Can I add more machines later?

Yes. Add machine check job and pipeline trigger to .gitlab-ci.yml, create job file in .gitlab/jobs/. No changes needed to existing machines.

Can I disable a machine temporarily?

Yes. Set the corresponding ON_<MACHINE> variable to "OFF". See Machine Control Variables for the full variable list.

Allocations

What’s the difference between shared and individual allocations?

Shared allocation:

  • One allocation for all jobs on a machine

  • Jobs run within that allocation

  • Faster job startup (no queue wait)

  • More efficient resource usage

  • Recommended for most projects

Individual allocations:

  • Each job requests its own allocation

  • Jobs queue independently

  • More flexible for different resource needs

  • Set shared_alloc: "OFF"

See Setup CI with Components for examples.

Do I need CI reservations/partitions?

No, but recommended. CI-specific resources provide:

  • Shorter queue times

  • Dedicated capacity

Without CI resources, use regular partitions/queues but expect longer wait times.

Why do jobs wait indefinitely?

Common causes:

  1. Shared allocation failed but not reported

  2. Time limit too short for job sequence

  3. No access to requested resources

  4. Resources unavailable

Check allocation job logs, increase time limit, or disable shared allocation.

See Troubleshooting for details.

Configuration

What’s the difference between custom-jobs.yml and custom-variables.yml?

custom-variables.yml:

  • Included in parent pipeline

  • Contains only variables

  • Used to organize allocation parameters and global settings

  • Optional convenience file

custom-jobs.yml:

  • Included in each child pipeline (machine-specific)

  • Contains job templates (like .custom_job)

  • Used for project-specific job customization

  • Optional customization file

See Setup CI with Components for examples.

How do variables work between parent and child pipelines?

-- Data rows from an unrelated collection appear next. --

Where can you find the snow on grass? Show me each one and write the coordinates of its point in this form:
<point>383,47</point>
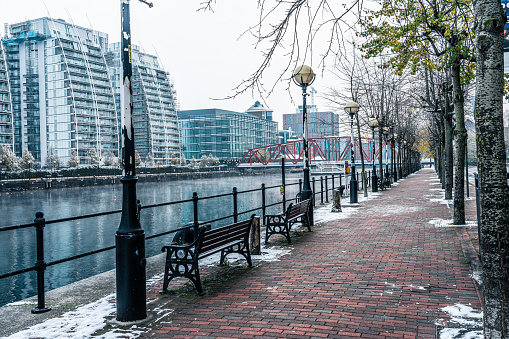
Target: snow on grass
<point>80,323</point>
<point>465,323</point>
<point>477,276</point>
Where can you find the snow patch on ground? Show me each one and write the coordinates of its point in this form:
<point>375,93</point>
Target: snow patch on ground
<point>477,276</point>
<point>80,323</point>
<point>467,323</point>
<point>449,223</point>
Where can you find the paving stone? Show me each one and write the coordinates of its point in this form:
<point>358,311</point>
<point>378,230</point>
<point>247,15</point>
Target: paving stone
<point>383,272</point>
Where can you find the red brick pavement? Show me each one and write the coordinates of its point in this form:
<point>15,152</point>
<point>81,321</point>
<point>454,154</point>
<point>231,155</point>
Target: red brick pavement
<point>384,272</point>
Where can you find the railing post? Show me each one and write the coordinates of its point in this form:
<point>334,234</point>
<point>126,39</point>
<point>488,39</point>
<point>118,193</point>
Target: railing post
<point>478,207</point>
<point>263,202</point>
<point>196,223</point>
<point>40,263</point>
<point>326,191</point>
<point>321,190</point>
<point>235,210</point>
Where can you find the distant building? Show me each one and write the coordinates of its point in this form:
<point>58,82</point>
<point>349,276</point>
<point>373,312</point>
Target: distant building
<point>154,104</point>
<point>64,94</point>
<point>61,95</point>
<point>224,134</point>
<point>320,124</point>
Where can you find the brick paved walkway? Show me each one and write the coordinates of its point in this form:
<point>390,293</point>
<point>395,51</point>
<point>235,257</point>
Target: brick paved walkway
<point>383,272</point>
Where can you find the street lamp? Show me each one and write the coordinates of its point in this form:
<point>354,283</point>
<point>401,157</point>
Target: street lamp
<point>373,123</point>
<point>405,160</point>
<point>304,76</point>
<point>351,108</point>
<point>386,131</point>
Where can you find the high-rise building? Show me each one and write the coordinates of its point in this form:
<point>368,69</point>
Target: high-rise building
<point>62,91</point>
<point>320,124</point>
<point>154,104</point>
<point>61,95</point>
<point>224,134</point>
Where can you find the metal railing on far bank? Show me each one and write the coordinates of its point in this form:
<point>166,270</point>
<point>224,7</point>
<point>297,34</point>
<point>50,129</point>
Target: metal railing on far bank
<point>241,203</point>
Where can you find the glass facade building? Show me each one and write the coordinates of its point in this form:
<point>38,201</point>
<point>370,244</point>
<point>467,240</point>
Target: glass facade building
<point>6,120</point>
<point>59,93</point>
<point>154,104</point>
<point>320,124</point>
<point>224,134</point>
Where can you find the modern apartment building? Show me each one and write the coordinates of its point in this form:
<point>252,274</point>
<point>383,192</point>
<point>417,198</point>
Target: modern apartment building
<point>6,126</point>
<point>62,94</point>
<point>224,134</point>
<point>154,104</point>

Variables defined in parent pipeline are available in child pipelines when defined in the trigger job or passed as inputs to the component triggered.

# Parent (.gitlab-ci.yml)
variables:
  JOB_CMD: "./script.sh" # Defined in parent only

dane-build-and-test:
  variables:
    CI_MACHINE: "dane"  # Passed to child
  trigger:
    include:
      - component: .../dane-pipeline@v2026.02.2
        inputs:
          job_cmd: $JOB_CMD  # Uses parent variable

Note

In the legacy approach, variables defined in the parent pipeline were automatically inherited by child pipelines using trigger:forward. With the components implementation, we follow GitLab’s recommendation to pass variables as inputs to components instead.

Can I add custom stages?

Yes. The parent pipeline remains fully expandable: define stages in .gitlab-ci.yml:

stages:
  - prerequisites
  - build-and-test
  - my-custom-stage      # Custom stage
  - performance-measurements

In the build-and-test child pipelines, jobs default to jobs-stage-1, but jobs-stage-2 and jobs-stage-3 are also available. You can override the stage for any job to respect a specific sequence.

primary-job: # runs in jobs-stage-1 by default
  extends: .job_on_dane

secondary-job:
  extends: .job_on_dane
  stage: jobs-stage-2  # Override default (jobs-stage-1)

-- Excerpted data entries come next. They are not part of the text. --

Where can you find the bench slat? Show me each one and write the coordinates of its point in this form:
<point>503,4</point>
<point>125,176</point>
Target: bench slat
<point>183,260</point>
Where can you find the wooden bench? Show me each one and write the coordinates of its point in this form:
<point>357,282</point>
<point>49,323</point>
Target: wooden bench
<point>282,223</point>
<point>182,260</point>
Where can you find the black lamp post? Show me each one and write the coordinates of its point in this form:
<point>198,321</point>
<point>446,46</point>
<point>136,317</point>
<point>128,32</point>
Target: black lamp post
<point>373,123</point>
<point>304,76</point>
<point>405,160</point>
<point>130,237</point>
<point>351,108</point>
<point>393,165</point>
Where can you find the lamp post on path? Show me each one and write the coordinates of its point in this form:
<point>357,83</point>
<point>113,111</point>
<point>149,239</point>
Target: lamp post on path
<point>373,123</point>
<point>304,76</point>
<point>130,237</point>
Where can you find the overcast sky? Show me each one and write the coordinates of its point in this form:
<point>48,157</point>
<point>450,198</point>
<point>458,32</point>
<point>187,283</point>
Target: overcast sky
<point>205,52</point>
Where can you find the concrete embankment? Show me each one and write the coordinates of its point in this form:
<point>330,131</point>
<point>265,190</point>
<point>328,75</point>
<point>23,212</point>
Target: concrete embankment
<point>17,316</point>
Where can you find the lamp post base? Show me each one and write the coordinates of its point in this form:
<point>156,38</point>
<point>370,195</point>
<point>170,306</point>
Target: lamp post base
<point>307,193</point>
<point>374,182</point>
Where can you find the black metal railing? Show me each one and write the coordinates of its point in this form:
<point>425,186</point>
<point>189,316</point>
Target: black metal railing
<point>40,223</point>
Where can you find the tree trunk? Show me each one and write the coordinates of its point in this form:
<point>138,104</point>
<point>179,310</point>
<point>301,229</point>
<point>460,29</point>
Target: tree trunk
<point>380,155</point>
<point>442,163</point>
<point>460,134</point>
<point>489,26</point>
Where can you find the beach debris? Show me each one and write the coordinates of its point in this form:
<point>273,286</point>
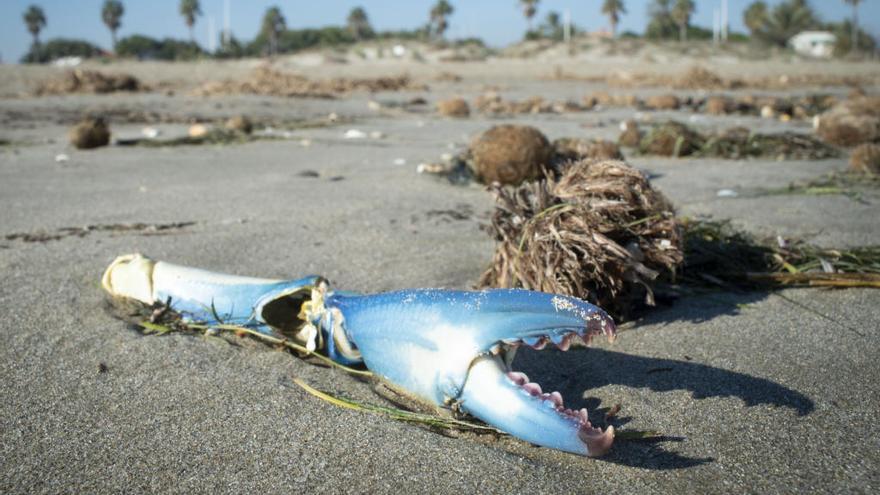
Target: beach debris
<point>150,132</point>
<point>454,107</point>
<point>577,149</point>
<point>671,139</point>
<point>850,122</point>
<point>510,154</point>
<point>865,159</point>
<point>240,123</point>
<point>89,133</point>
<point>702,78</point>
<point>116,228</point>
<point>461,341</point>
<point>740,142</point>
<point>718,105</point>
<point>492,103</point>
<point>720,256</point>
<point>663,102</point>
<point>676,139</point>
<point>354,134</point>
<point>630,135</point>
<point>198,131</point>
<point>270,82</point>
<point>88,81</point>
<point>599,232</point>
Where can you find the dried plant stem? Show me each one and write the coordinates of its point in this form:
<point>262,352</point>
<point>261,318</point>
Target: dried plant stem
<point>162,329</point>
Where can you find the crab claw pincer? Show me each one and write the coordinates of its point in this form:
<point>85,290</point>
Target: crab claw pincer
<point>455,348</point>
<point>448,348</point>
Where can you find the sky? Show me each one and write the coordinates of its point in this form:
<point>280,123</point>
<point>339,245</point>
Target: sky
<point>499,22</point>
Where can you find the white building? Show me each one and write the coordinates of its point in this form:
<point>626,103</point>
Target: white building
<point>818,44</point>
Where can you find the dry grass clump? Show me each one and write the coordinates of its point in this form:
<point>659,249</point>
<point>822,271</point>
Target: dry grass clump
<point>740,142</point>
<point>605,99</point>
<point>454,107</point>
<point>851,122</point>
<point>630,135</point>
<point>89,133</point>
<point>718,105</point>
<point>510,154</point>
<point>577,149</point>
<point>865,159</point>
<point>599,232</point>
<point>270,82</point>
<point>240,123</point>
<point>89,81</point>
<point>663,102</point>
<point>671,139</point>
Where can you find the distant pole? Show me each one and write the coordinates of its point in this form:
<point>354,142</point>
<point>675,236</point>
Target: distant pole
<point>724,21</point>
<point>716,26</point>
<point>226,17</point>
<point>566,23</point>
<point>211,34</point>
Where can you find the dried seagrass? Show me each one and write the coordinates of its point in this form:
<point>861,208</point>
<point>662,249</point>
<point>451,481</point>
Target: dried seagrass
<point>599,232</point>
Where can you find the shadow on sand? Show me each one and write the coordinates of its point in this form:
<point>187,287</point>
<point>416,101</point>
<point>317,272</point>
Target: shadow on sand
<point>575,373</point>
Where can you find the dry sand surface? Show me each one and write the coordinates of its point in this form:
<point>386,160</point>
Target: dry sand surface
<point>753,392</point>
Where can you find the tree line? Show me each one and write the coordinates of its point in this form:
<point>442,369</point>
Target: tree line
<point>668,19</point>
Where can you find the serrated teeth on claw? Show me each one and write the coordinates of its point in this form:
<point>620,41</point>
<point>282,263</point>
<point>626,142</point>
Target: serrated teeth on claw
<point>518,377</point>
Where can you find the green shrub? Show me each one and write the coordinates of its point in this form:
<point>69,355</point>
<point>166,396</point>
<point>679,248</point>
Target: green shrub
<point>58,48</point>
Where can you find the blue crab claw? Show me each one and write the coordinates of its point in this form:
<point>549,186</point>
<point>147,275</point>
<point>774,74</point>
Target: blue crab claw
<point>454,348</point>
<point>269,306</point>
<point>448,348</point>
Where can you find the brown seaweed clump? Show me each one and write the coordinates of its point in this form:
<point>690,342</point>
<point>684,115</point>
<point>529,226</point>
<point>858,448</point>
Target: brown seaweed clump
<point>89,133</point>
<point>577,149</point>
<point>663,102</point>
<point>240,123</point>
<point>740,142</point>
<point>89,81</point>
<point>454,107</point>
<point>630,135</point>
<point>865,159</point>
<point>671,139</point>
<point>718,105</point>
<point>701,78</point>
<point>510,154</point>
<point>270,82</point>
<point>600,232</point>
<point>851,122</point>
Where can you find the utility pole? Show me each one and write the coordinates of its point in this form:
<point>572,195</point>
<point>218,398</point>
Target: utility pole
<point>724,21</point>
<point>566,26</point>
<point>227,34</point>
<point>211,34</point>
<point>716,26</point>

This will prevent secondary-job from running until primary-job successfully completes.

What’s ASSOCIATED_CHILD_PIPELINE?

It’s a variable added in v2026.02.0 linking machine check to its child pipeline.

It allows machine check job reports status using the same context as the associated downstream pipeline:

dane-up-check:
  extends: [.dane, .machine-check]
  variables:
    ASSOCIATED_CHILD_PIPELINE: "dane-build-and-test"  # Links to child

Without this, the machine check status would never be overridden by build/test results on GitHub side, causing an initial failure status to never update once the machine is back up.

Service Users

Do I need a service user?

Not required, but recommended. Service users provide:

  • Easier permission management

  • Shared allocations across team

  • Consistent environment

  • No dependency on individual accounts

How do I set up a service user?

  1. Request service account from LC

  2. Set LLNL_SERVICE_USER variable in CI configuration

  3. Verify user has access to required machines

See Prerequisites for details.

GitHub Integration

Why isn’t GitHub status updating?

Check:

  1. GITHUB_STATUS_TOKEN set in GitLab CI/CD variables

  2. Token has repo:status scope

  3. github_token input provided to components

  4. GITHUB_PROJECT_NAME and GITHUB_PROJECT_ORG correct

  5. Network access from GitLab runners to GitHub API

See Troubleshooting for detailed debugging.

What permissions does the GitHub token need?

See GitHub Token Setup in the Quick Reference for the full scope breakdown by use case.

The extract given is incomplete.